Blood is the most commonly transplanted tissue in the clinic. The demand for blood transfusion has outstripped the donation-based supply worldwide. It is highly desirable to develop a technology to produce functional human blood cells in vitro. Such technology could greatly expand the general blood supply as well as provide novel therapeutics to patients. Human induced pluripotent stem cells (hiPSC) are an ideal starting population for in vitro production of blood because of their tremendous capacity to proliferate and to differentiate into all types of blood cells. We are seeking highly motivated students to apply CRISPR genome-editing technology to generate genetically modified hiPSC for efficient large-scale production of human blood. Candidates will have exposure to sophisticated technologies in stem cell biology such as FACS, hypoxia workstation, and bioreactor.​
Program - BioScience
Division - Biological and Environmental Sciences and Engineering
Field of Study - ​molecular biology, cell biology, stem cell biology

About the

Mo Li

Assistant Professor, Bioscience

Mo Li
​Professor Li‘s research
attempts to understand the molecular basis of the regenerative mechanisms that
maintain the proper form and function of the human body. His research programs build
on a multidisciplinary platform that integrates stem cell models with genome
engineering, functional genomics, bioengineering and chemical screening to gain
a holistic understanding of regeneration in its broadest sense, while keeping a
commitment to fulfilling the translational promise of stem cell research.
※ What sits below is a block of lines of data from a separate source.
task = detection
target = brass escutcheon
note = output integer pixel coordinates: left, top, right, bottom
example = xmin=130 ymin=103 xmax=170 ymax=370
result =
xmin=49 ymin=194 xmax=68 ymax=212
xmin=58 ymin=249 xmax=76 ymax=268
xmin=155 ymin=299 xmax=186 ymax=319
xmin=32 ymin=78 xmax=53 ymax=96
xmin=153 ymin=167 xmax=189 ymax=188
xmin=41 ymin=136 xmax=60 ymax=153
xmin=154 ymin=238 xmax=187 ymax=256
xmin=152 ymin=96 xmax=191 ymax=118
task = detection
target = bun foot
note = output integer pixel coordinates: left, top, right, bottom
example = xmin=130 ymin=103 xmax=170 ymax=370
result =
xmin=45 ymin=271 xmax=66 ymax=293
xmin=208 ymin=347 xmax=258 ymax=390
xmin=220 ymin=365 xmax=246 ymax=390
Desired Project Deliverables

​The candidate will learn the techniques of hiPSC culture. He or she will design and test CRISPR/CAS9 nucleases for generating desired genetic modifications at predetermined gene loci. The candidate is expected to validate successful modifications using molecular biology techniques. A pilot in vitro blood differentiation experiment will be carried out to test the differentiation potential of modified hiPSC lines.